Horns: A Novel (Paperback) |
Staff Reviews
Mike Albuquerque |
Walk 2010 Indie Next List
"At the point when Ignatius Perrish awakens with horns
and finds that everybody he meets will let him know their most obscure
longings, he, at last, starts to sort out the occasions behind the violent
homicide of his sweetheart. Be that as it may, when everybody around thinks you
are the killer, it's very conceivable you would rather not hear what they're
truly thinking. Joe Hill's new novel is a splendid blend of ghastliness and
secret."
Schuler Books and Music, Lansing, MI, Whitney Spotts
Description
Joe Hill's widely praised, New York Times smash hit, Bram
Stoker Award-winning presentation chiller, Heart-Shaped Box, proclaimed the
appearance of new eminence onto the dull dream scene. With Horns, he cleans his
merited crown. A contorted, alarming new novel of mental and extraordinary
anticipation, Horns is an insidiously impressive victory for the Ray Bradbury
Fellowship beneficiary whose story assortment, Twentieth Century Ghosts, was
likewise respected with a Bram Stoker Award-and whose genuinely strong and
horrifying work has been idolized by the New York Times as, "wild, entrancing,
unreasonably clever… a Valentine from hellfire."
Concerning about Author
In regards to the Author, Joe Hill is the author of the
critically acclaimed short story collections Full Throttle and twentieth
Century Ghosts, as well as the novels The Fireman, NOS4A2, Horns, and
Heart-Shaped Box, as well as the novella collection Strange Weather. He's also
the Eisner Award-winning essayist behind the seven-volume Locke and Key comic
book series. NOS4A2 (AMC), Locke and Key (Netflix), and In the Tall Grass
(Netflix) are just a few of his books that have been adapted for film and
television (Netflix).
Acclaim For…
"[A] enthusiastically decipherable extraordinary
thriller...Hill turns a story that is both dismally entertaining and genuinely
resounding. The clarifications for Ig's strange struggles will not fulfill each
peruser, yet hardly any will question that Hill has arranged the sophomore
droop."
Distributers Weekly
"Horn is a well-created story with scholarly legitimacy. We are not only involved but also tested in our ability to think "- The New York Review of Books.
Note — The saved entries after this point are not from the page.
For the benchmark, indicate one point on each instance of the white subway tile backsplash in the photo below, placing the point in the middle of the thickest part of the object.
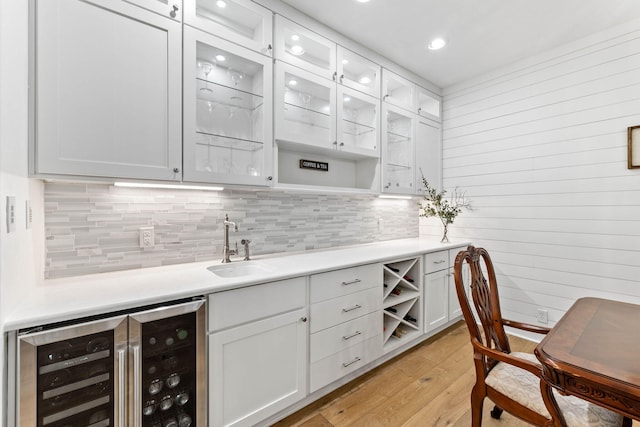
(93, 228)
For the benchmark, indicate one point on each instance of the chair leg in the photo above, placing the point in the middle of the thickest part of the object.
(477, 400)
(496, 412)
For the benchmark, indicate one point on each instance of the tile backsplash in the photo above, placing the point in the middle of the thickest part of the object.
(93, 228)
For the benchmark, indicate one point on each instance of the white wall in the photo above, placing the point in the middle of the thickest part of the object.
(540, 147)
(21, 251)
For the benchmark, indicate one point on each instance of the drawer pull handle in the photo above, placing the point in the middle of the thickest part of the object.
(348, 337)
(347, 364)
(355, 307)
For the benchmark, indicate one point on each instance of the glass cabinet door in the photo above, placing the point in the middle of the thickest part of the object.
(240, 21)
(301, 47)
(304, 107)
(428, 104)
(398, 130)
(227, 112)
(358, 73)
(397, 90)
(358, 118)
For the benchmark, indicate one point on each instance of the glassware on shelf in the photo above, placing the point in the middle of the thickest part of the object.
(206, 67)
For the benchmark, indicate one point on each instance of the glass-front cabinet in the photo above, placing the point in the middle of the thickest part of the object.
(357, 72)
(398, 157)
(296, 45)
(357, 122)
(304, 107)
(241, 21)
(227, 112)
(428, 104)
(398, 91)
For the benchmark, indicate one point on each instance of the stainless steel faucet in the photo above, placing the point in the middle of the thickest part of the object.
(246, 242)
(226, 251)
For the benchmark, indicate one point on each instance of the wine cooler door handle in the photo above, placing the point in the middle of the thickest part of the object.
(137, 404)
(121, 390)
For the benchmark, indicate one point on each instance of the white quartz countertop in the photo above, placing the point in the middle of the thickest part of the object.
(76, 297)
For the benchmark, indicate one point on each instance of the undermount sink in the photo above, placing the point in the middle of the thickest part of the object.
(239, 269)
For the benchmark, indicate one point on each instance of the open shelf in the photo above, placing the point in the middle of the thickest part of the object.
(401, 302)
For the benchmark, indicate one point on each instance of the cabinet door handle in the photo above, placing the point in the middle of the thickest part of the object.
(355, 307)
(137, 378)
(348, 337)
(121, 382)
(174, 12)
(347, 364)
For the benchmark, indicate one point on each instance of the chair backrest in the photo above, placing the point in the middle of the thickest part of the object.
(485, 301)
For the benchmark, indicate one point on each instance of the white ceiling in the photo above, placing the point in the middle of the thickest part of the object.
(482, 34)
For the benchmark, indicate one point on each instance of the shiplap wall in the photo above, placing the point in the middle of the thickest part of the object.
(541, 149)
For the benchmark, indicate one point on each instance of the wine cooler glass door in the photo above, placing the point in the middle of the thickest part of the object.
(74, 375)
(167, 368)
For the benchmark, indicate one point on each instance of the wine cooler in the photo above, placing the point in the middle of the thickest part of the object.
(138, 369)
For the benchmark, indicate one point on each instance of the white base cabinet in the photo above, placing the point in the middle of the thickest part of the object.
(440, 298)
(259, 367)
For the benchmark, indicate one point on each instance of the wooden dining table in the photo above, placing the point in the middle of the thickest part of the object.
(593, 352)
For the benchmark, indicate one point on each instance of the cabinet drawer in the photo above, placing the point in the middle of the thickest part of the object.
(436, 261)
(337, 365)
(338, 310)
(238, 306)
(339, 337)
(333, 284)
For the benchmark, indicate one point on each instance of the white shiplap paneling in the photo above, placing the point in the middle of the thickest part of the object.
(540, 148)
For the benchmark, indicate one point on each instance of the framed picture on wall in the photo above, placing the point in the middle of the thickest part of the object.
(633, 150)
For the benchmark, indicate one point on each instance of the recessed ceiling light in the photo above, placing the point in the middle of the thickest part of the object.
(437, 43)
(297, 50)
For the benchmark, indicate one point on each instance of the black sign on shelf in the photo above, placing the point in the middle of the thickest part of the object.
(314, 165)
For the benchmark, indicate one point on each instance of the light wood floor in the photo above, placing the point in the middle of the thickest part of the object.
(426, 386)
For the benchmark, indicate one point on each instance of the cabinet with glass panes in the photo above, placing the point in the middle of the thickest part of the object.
(398, 157)
(227, 112)
(325, 107)
(240, 21)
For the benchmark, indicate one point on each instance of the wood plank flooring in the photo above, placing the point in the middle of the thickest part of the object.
(428, 385)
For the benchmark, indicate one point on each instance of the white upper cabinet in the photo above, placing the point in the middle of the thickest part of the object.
(296, 45)
(357, 72)
(357, 122)
(240, 21)
(398, 91)
(227, 112)
(169, 8)
(428, 104)
(398, 127)
(304, 107)
(107, 91)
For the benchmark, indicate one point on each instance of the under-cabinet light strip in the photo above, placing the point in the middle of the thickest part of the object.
(167, 186)
(393, 196)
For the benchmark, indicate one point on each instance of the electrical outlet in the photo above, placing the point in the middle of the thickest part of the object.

"On the strength of two masterful thrill rides, 2007's
Heart Shaped-Box and his most recent Horns-Hill have established himself as one
of America's top horror journalists."
The magazine Time
"Joe Hill should gain a lot more admirers thanks to
HORNS... he has his style, and it's completely available just as quickly.
. HORNS is a speedy, entrancing homicide secret/romantic
tale with a hint of Satan himself to flavor things up."
DreadCentral.com [horror amusement audit website]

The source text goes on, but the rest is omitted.